Lisa Jarvis: Game-changing HIV shot can’t get to high-risk groups fast enough

Revolutionary. A game changer. Spine chilling. Those are some of the words experts used to describe fresh data for lenacapavir, a twice-yearly shot developed by Gilead Sciences for the prevention of HIV.

Their enthusiasm stems from a more succinct word: zero. That’s the number of cases of HIV that developed in the women and adolescent girls who received the drug in a huge study conducted across dozens of sites in South Africa and Uganda.

Lenacapavir has the potential to at long last move the needle on the incidence of HIV. The virus caused some 1.3 million infections and 630,000 deaths in 2022. One expert told me this preventive drug, if given to enough at-risk women, could be the way to get close to eliminating pediatric HIV. Another talked about finally bending infection curves in young women and adolescent girls, who account for 77% of new infections among younger people in sub-Saharan Africa.

But none of that will happen without the right pieces in place to get the drug to everyone who needs it as soon as it receives regulatory clearance. That’s an all-hands-on-deck effort that should be underway now.

Lenacapavir’s advantage is its unique mechanism and months-long activity. While other HIV antivirals target enzymes the virus needs to replicate, lenacapavir takes aim at the capsid, an eggplant-shaped shell made up of hundreds of proteins that carefully assemble to protect the virus’s genetic material. And it turns out, disrupting that shell works beautifully as a prophylaxis: In the trial, there were no HIV infections in the more than 2,100 women who received the drug, compared with infection rates of 1.5% and 1.8% in women taking Truvada or Descovy, two types of daily pills to prevent HIV infection (also known as PrEP).

“I’ve been doing this for almost 40 years, I have never, ever seen a result like this before,” says Salim Abdool Karim, an infectious disease epidemiologist and director of the Center for the AIDS Programme of Research in South Africa. “To see a 100% efficacious product? It just blew my mind.” (CAPRISA enrolled several hundred women for the study, though Abdool Karim was not directly involved.)

A separate prevention study of lenacapavir in men who have sex with men and transgender people is underway, after which Gilead plans to ask for regulatory approval. (The drug is already on the market in the U.S. and elsewhere as a treatment for HIV.)

But the data involving young women are already extraordinary. The existing options for PrEP — whether daily pills, the dapivirine vaginal ring, or ViiV’s bimonthly shot cabotegravir — have not moved the needle much on rates of infection among young women. “A daily intervention needs a daily decision: ‘I’m going to protect myself,’” says Linda-Gail Bekker, director of the Desmond Tutu HIV Centre at the University of Cape Town and an investigator in the trial.

A wildly effective, twice-annual shot could make a huge difference in bending infection curves, particularly among women and infants.
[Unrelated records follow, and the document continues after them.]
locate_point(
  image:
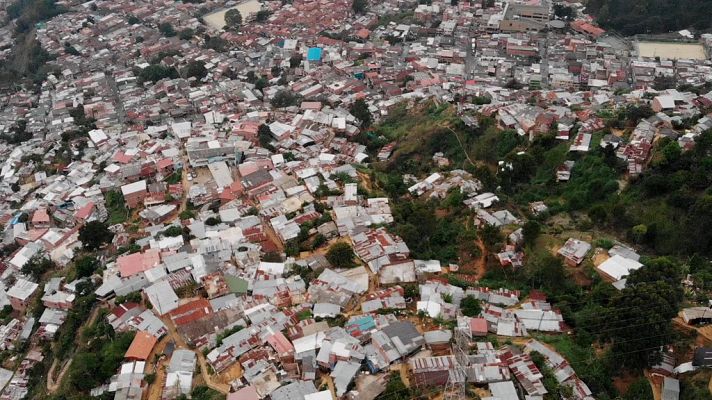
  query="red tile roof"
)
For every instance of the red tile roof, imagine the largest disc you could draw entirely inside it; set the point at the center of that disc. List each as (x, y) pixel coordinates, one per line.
(141, 346)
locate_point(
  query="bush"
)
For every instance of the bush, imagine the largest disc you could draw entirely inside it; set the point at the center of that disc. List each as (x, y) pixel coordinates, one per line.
(341, 255)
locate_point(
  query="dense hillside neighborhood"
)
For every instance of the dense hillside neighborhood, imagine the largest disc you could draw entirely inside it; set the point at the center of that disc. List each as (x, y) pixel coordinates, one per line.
(347, 199)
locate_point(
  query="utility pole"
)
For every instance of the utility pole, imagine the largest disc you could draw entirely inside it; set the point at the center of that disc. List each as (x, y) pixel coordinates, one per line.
(457, 376)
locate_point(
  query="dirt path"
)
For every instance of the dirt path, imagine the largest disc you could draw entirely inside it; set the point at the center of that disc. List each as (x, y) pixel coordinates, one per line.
(53, 384)
(180, 344)
(477, 268)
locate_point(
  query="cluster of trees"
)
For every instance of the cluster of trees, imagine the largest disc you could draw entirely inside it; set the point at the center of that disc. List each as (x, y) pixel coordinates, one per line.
(360, 110)
(94, 234)
(28, 12)
(233, 19)
(341, 255)
(359, 6)
(448, 239)
(18, 133)
(651, 16)
(285, 98)
(670, 203)
(99, 358)
(155, 72)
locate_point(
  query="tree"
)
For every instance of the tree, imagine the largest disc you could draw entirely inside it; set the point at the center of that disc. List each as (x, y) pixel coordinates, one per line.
(513, 84)
(186, 214)
(37, 265)
(262, 15)
(341, 255)
(359, 109)
(156, 72)
(233, 19)
(295, 60)
(545, 271)
(639, 232)
(470, 306)
(94, 234)
(264, 135)
(319, 240)
(530, 231)
(359, 6)
(166, 29)
(640, 389)
(195, 69)
(186, 34)
(284, 98)
(564, 12)
(86, 266)
(261, 83)
(598, 213)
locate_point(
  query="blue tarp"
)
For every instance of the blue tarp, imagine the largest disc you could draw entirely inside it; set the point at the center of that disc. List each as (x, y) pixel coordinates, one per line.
(314, 54)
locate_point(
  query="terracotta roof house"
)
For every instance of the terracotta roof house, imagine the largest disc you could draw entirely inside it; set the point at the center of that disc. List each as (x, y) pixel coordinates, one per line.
(141, 346)
(138, 262)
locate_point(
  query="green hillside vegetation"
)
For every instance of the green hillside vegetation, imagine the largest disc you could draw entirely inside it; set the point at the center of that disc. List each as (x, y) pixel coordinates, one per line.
(658, 211)
(651, 16)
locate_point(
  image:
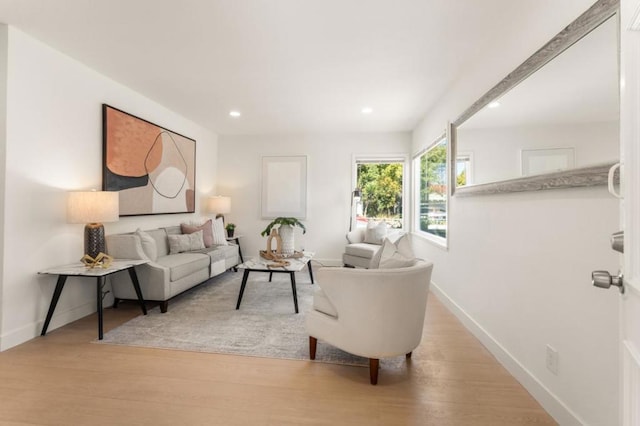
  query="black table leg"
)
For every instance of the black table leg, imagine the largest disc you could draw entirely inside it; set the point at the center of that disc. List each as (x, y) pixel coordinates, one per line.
(54, 301)
(310, 271)
(136, 286)
(293, 289)
(244, 284)
(99, 295)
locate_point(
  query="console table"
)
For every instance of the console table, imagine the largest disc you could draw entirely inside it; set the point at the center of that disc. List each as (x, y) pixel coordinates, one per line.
(80, 270)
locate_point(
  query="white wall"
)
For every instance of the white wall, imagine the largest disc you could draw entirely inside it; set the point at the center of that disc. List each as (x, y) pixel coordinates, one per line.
(517, 270)
(497, 151)
(330, 167)
(54, 144)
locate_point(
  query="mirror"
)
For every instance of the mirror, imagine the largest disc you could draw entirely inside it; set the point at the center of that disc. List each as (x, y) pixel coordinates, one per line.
(551, 123)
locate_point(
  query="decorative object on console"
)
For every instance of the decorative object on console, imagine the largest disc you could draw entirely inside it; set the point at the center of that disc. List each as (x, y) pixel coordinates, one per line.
(285, 230)
(153, 168)
(101, 261)
(220, 205)
(92, 208)
(355, 195)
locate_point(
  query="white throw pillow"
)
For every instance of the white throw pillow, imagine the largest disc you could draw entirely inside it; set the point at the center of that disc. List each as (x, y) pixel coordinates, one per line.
(398, 255)
(179, 243)
(375, 232)
(149, 246)
(219, 236)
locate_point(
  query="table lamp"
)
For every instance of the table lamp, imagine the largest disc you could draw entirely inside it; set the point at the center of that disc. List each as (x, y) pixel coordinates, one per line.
(220, 205)
(92, 208)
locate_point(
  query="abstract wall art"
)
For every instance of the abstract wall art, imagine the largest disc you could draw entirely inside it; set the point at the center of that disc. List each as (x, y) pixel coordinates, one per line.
(153, 168)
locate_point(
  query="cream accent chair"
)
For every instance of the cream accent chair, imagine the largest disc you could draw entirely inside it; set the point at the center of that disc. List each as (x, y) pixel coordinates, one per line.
(373, 313)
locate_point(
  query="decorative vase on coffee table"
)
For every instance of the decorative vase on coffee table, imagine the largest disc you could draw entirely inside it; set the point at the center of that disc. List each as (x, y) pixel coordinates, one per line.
(286, 233)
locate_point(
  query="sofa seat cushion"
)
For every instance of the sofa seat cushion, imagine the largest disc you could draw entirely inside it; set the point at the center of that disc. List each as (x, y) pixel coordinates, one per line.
(362, 250)
(184, 264)
(322, 304)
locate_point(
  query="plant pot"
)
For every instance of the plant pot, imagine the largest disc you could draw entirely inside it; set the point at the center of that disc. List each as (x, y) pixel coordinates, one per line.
(288, 243)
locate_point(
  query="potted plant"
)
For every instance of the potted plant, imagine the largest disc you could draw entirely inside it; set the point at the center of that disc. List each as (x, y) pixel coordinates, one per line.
(285, 230)
(230, 229)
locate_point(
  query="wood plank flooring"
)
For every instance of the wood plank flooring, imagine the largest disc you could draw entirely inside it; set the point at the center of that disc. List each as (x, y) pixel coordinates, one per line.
(64, 379)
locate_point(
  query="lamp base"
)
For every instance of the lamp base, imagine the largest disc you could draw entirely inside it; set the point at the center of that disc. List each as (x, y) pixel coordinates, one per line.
(94, 239)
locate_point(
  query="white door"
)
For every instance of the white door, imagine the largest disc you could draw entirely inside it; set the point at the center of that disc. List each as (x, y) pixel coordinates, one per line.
(630, 142)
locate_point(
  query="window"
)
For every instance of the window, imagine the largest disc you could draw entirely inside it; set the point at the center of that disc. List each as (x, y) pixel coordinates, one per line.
(381, 184)
(431, 185)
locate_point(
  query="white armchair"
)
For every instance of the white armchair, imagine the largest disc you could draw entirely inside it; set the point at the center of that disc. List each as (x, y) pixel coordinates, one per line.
(373, 313)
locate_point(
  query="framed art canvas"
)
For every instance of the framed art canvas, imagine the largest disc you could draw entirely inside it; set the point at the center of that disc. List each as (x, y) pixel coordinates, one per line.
(284, 187)
(152, 168)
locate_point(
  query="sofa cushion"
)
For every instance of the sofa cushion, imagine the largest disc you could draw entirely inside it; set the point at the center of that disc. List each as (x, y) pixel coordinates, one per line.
(185, 242)
(219, 236)
(206, 228)
(149, 245)
(184, 264)
(362, 250)
(398, 255)
(321, 303)
(375, 232)
(160, 235)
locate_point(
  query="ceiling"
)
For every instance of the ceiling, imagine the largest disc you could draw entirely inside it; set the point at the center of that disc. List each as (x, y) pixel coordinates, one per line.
(289, 66)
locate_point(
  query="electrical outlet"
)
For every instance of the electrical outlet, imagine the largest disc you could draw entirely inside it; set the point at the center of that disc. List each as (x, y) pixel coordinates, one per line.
(552, 359)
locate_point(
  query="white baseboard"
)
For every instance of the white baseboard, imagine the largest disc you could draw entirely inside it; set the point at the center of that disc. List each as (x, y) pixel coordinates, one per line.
(25, 333)
(550, 402)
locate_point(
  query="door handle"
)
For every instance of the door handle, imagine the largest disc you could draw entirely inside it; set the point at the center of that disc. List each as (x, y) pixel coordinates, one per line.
(603, 279)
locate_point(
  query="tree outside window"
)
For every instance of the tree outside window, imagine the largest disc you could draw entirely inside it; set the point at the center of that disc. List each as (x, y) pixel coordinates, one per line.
(381, 186)
(433, 190)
Yet this astounding success can only come to fruition if lenacapavir reaches the people who need it. That comes down to access and delivery: Lenacapavir needs to be made at a volume that it can be widely available, at a price that makes it widely accessible, and distributed in a way that makes it easy and appealing for everyone to stick with.
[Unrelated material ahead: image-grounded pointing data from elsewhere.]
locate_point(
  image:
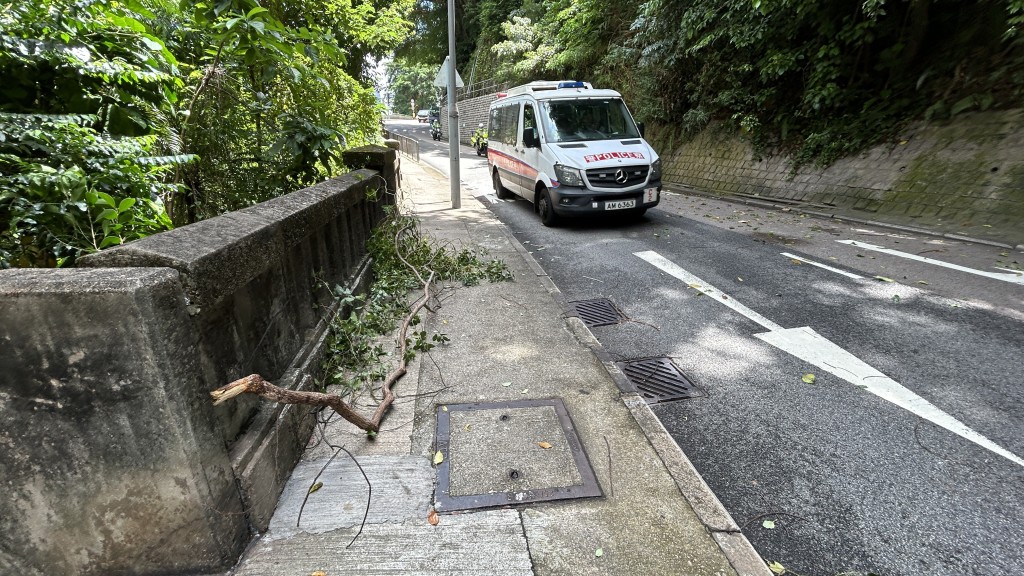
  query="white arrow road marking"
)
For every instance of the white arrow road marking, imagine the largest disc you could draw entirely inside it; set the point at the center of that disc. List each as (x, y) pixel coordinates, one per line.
(667, 265)
(1014, 277)
(814, 348)
(819, 264)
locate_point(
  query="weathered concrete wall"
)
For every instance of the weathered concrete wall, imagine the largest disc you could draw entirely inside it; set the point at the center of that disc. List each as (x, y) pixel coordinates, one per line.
(114, 460)
(471, 113)
(971, 170)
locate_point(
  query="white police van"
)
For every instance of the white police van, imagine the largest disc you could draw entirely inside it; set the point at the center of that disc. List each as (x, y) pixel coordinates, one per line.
(571, 150)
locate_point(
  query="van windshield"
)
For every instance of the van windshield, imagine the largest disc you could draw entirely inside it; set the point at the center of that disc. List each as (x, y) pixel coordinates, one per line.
(582, 120)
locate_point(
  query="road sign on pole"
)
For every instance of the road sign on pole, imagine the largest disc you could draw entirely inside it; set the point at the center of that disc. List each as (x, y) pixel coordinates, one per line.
(440, 80)
(453, 82)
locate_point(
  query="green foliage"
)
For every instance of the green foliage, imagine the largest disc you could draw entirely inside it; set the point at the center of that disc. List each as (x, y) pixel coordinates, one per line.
(80, 165)
(412, 83)
(201, 108)
(400, 255)
(819, 79)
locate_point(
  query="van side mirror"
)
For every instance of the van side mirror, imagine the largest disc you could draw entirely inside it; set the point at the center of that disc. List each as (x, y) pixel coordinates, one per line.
(529, 138)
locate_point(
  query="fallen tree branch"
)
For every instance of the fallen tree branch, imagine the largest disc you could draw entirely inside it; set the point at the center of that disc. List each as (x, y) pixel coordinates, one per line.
(254, 383)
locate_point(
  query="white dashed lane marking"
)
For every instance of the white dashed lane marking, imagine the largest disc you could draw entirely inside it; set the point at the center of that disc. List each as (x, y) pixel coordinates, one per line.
(821, 265)
(814, 348)
(1012, 276)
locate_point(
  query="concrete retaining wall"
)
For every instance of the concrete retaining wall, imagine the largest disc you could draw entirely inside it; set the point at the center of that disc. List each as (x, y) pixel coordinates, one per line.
(114, 459)
(970, 171)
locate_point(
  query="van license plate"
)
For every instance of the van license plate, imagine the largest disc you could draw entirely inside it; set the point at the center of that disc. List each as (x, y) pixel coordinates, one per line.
(620, 204)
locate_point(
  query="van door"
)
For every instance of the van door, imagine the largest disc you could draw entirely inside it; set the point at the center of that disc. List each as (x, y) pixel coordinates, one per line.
(513, 128)
(529, 155)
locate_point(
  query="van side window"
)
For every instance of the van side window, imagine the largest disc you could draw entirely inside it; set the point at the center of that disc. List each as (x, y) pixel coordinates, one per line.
(528, 119)
(510, 124)
(495, 129)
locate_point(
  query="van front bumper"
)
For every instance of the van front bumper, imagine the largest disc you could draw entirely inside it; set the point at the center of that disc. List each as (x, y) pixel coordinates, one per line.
(570, 201)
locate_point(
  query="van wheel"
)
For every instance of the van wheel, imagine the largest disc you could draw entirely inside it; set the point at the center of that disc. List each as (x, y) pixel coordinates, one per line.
(546, 209)
(500, 191)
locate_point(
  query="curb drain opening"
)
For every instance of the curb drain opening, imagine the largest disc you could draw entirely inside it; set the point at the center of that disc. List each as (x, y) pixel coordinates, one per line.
(599, 312)
(659, 380)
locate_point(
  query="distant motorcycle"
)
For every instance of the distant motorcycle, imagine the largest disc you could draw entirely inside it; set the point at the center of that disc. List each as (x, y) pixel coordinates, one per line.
(479, 140)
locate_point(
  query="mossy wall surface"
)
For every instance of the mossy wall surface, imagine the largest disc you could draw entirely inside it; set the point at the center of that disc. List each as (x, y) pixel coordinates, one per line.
(969, 172)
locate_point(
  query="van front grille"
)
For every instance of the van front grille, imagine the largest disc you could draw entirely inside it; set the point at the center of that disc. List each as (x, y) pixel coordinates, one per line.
(609, 177)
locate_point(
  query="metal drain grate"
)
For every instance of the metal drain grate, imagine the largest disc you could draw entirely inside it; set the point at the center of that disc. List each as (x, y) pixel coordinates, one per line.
(657, 379)
(599, 312)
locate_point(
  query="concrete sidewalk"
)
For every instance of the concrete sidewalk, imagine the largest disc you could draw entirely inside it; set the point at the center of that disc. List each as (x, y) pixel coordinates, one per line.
(522, 413)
The ball is in Gilead’s court on the issues of price and supply. And Gilead is, so far, saying all the right things. The same day it revealed the astonishing trial results, the biotech company announced a two-pronged approach to ensuring lenacapavir can be widely available in the places being hit hardest by HIV. It will form license agreements that allow generic firms to make and sell the drug in low-resource countries hard hit by the HIV epidemic, a strategy used successfully in the past. And until that generic supply is up and running, the company says it will set aside supply for those regions. That’s elicited cautious optimism.

But Gilead will also need to commit to transparency at every step of the process. While the company has made substantial efforts to ensure people in low- and middle-income countries can access its HIV therapies, it also has been criticized for some of its tactics around the price and development of certain medicines. Global health experts would like to better understand which countries will have access to low-cost generic versions of the drug, and be assured that the company will work to transfer not only patents, but know-how to ensure a speedy increase in manufacturing.

That third piece of the equation, delivery, will require a huge effort by global health agencies and their partners to study the most effective way to get the treatment to at-risk groups — not just once, of course, but every six months during the years they might be vulnerable to infection. The work these groups have already done to provide existing forms of PrEP provides a good foundation for distributing lenacapavir, says Carmen Pérez Casas, senior strategy lead at Unitaid. Meanwhile, studies will need to be quickly designed and funded to understand the best way to ensure broad and consistent use of the biannual shot.

This new drug, while astounding, does not obviate the need to keep pushing for an effective HIV vaccine. Yes, the new drug will likely meaningfully reduce infections (which also reduces transmission). But a vaccine that ideally can be administered before puberty is the key to eradicating this deadly virus.

Lisa Jarvis is a Bloomberg Opinion columnist covering biotech, health care and the pharmaceutical industry. Previously, she was executive editor of Chemical & Engineering News.